Aggregate Best Practices

(Cross-posted on the Toasters list as well).

We're revisiting how we set up our aggregates and I want to see how others out there do it.  Specifically, what strategies do you use for ensuring certain key applications or environments get the performance they need in a shared environment.

Typically we'll create large aggregates based on a homogeneous disk type.  15K SAS disks in one aggregate, SATA in another.  In some cases when it's only a single type of disk, we'd have 60 15K disks in one aggregate and 60 in other (assigned to each controller respectively).

The idea here is that more spindles gives us the most performance.  However, some applications/workloads are more important than others, and some can be "bullies" impacting the important stuff.  Ideally we'd try and keep our OLTP random workloads on one filer and heavy sequential workloads on another (maybe dedicated).

We've also been discussing creating multiple, smaller aggregates that we then assign to specific workloads guaranteting those spindles for those workloads.  Lower possible maximum performance, but better protection against "bullies"[1].
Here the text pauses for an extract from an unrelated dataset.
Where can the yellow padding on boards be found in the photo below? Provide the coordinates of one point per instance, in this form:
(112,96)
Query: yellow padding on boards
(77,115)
I also know ONTAP has some I/O QoS options.  I'm less inclined to go that direction however.

Our workloads tend to be ESX VM's using the filers as NFS datastores.

We have the usual budgetary / purchasing cycle constraints, so trying to minimize pain for as long as possible until we can add resources.

How do folks out there handle this?



[1] Controller is obviously still a shared resource.

Re: Aggregate Best Practices

Hi Ray,

You will find that NetApp controllers do a good job of handling mixed workloads. Certainly having dedicated aggregates can help keep IO segregated and reserved spindles for specific applications. However, in the testing results I have read, we found that doing this didn't necessarily improve performance. In some cases it actually hurt performance.

QoS with FlexShare is a good solution for solving a specific problem. Using QoS as a rule tends to create more problems than it solves. As your environment grows, you may find that QoS actually hinders performance. The recommendation is only to use QoS to solve a specific issue and only when NetApp support recommends it.

The thing that will help performance the most is increasing the amount of FlashCache in the controller. This allows all volumes and aggregrates to read from "memory" most of the time. If you identify issues down the line you can migrate volumes off to other controllers to balance the workload to move them away from "bullies" or just move the offending volume. Clustered ONTAP allows you to do this non-disruptively and would be something to consider.

Another good method to meet the performance needs of active volumes is FlashPools. These are a made up of flash drives and traditional spinning disks. Moving those "bullies" onto the FlashPool will allow you to alleviate the impact of those volumes on other workloads that share the aggregate.

The most important message here is to not over think things too much. Use our recommendations (I hate the phrase "Best Practice") to configure the storage to begin with, then address issues as they arise. We spend a lot of time testing systems with a variety of workloads and base our recommendations on that experience as well as experience of our customers. Doing too much to try and avoid a problem may actually create a problem down the road.